Hanjin’s impending bankruptcy has sparked a logistical nightmare in the shipping industry. $14 billion worth of goods are currently stranded, many of those items headed to the shelves of U.S. retail stores in preparation for the upcoming holiday season. Hanjin is the seventh largest container shipping line with 300,000 containers currently in voyage and another 230,000 already on land. At least half of its fleet - 49 ships - has deviated from scheduled routes because of this development.
Concerns about Hanjin’s ability to pay for services have led ports around the world to refuse Hanjin ships. In the cases where ships have been allowed to dock, terminal operators are taking a varied approach to Hanjin’s cargo, with some passing the handling fees Hanjin is typically responsible for onto shippers and refusing to accept export loads. Other port authorities are exercising a lien over containers, meaning that they are being held until Hanjin’s debt is paid. This is especially problematic as Hanjin does not own the cargo that its containers hold.
Hanjin ships have already been seized in the United States, China, Singapore, and Australia. The company has filed Chapter 15 bankruptcy in the United States. Last Friday, a federal judge in the U.S. granted Hanjin protection from vendors taking legal action against it, and the possibility of authorities seizing more vessels.
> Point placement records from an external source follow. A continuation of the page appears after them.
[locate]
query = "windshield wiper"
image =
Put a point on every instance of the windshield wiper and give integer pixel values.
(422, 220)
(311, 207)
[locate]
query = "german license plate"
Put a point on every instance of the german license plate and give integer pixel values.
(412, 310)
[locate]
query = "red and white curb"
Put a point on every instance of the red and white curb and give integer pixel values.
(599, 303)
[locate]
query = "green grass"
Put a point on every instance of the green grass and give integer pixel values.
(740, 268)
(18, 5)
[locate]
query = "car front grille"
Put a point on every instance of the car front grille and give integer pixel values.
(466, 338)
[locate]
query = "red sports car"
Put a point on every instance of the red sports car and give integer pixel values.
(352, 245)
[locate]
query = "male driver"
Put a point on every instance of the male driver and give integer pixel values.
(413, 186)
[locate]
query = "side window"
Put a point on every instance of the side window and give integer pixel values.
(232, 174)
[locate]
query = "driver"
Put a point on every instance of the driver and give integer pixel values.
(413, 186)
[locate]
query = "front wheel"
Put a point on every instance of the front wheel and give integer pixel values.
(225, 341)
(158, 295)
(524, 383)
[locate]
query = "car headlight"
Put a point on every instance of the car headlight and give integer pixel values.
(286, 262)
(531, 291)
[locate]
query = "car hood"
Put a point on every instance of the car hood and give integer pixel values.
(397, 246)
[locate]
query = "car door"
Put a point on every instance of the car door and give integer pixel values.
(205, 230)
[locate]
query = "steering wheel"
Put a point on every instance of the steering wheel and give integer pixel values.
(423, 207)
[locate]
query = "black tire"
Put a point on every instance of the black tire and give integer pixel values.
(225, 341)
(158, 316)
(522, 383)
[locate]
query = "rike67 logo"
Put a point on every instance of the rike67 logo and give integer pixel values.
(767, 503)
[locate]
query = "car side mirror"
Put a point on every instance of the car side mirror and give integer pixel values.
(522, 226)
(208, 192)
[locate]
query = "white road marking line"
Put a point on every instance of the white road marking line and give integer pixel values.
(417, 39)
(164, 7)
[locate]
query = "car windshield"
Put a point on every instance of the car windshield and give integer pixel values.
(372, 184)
Additionally, the Wall Street Journal reports that "Hanjin plans to file for court protection in about 10 countries, including Canada, Germany and the U.K., this week, and later expand that to 43 jurisdictions to protect its ships and other assets from being seized by creditors.”
The South Korean government has requested domestic shipping lines to send 20 ships to rescue Hanjin’s cargo. Hanjin’s parent company, the Hanjin Group, pledged $90 million last week to resolve the cargo crisis. Over the week, Hanjin Group’s flagship company, Korean Airlines, agreed to lend Hanjin Shipping $54 million, which was followed today by an infusion of $36 million of cash from Hanjin Group Chairman Cho Yang-ho’s personal wealth. On Friday, the Wall Street Journal reported that a South Korean court has authorized the company to pay to unload cargo on four U.S.-bound ships, drawing from a U.S. bank account holding $10 million. So far, two Hanjin ships have been allowed to dock at the Port of Los Angeles and Port of Long Beach.
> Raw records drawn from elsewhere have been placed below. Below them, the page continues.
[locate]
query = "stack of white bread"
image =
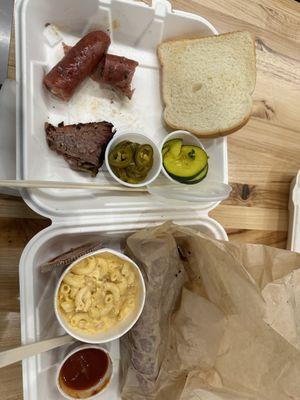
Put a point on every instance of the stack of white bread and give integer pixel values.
(207, 82)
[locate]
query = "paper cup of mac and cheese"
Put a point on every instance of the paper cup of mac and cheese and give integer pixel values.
(100, 296)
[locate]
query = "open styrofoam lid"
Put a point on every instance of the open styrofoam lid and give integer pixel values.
(205, 191)
(143, 113)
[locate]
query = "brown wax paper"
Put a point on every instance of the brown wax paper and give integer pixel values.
(221, 320)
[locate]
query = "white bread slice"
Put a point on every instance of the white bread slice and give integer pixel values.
(207, 82)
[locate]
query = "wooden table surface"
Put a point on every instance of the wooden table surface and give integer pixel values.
(264, 155)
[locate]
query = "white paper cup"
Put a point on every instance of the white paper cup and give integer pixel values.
(103, 383)
(141, 139)
(187, 139)
(120, 328)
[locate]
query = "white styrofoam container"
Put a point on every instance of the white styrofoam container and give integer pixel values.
(80, 215)
(135, 29)
(38, 319)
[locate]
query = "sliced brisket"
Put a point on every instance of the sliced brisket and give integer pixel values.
(82, 145)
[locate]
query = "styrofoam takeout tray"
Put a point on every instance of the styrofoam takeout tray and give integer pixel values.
(38, 320)
(135, 29)
(77, 216)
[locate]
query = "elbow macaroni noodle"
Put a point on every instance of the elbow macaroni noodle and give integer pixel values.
(98, 292)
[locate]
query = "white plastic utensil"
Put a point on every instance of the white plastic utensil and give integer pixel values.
(11, 356)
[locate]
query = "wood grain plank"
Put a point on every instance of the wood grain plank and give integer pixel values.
(279, 17)
(11, 382)
(14, 207)
(270, 238)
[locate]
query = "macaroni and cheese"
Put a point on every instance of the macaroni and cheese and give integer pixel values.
(98, 292)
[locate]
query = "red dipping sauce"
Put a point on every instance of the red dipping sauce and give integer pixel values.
(84, 370)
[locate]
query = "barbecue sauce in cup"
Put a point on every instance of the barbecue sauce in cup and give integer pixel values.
(85, 373)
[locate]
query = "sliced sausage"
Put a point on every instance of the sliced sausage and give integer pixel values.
(78, 63)
(117, 72)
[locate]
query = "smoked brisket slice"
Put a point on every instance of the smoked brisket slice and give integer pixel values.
(82, 145)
Hanjin’s bankruptcy has agents canceling bookings on Hanjin ships and searching for alternative vessels to load their cargo. The tighter capacity created has prompted ocean carriers to raise spot rates by more than 50% and implement the General Rate Increase for the Trans-Pacific eastbound for September and October. This development will continue to send ripples through the shipping industry. We’ll monitor the situation and provide you updates on how this will affect shippers.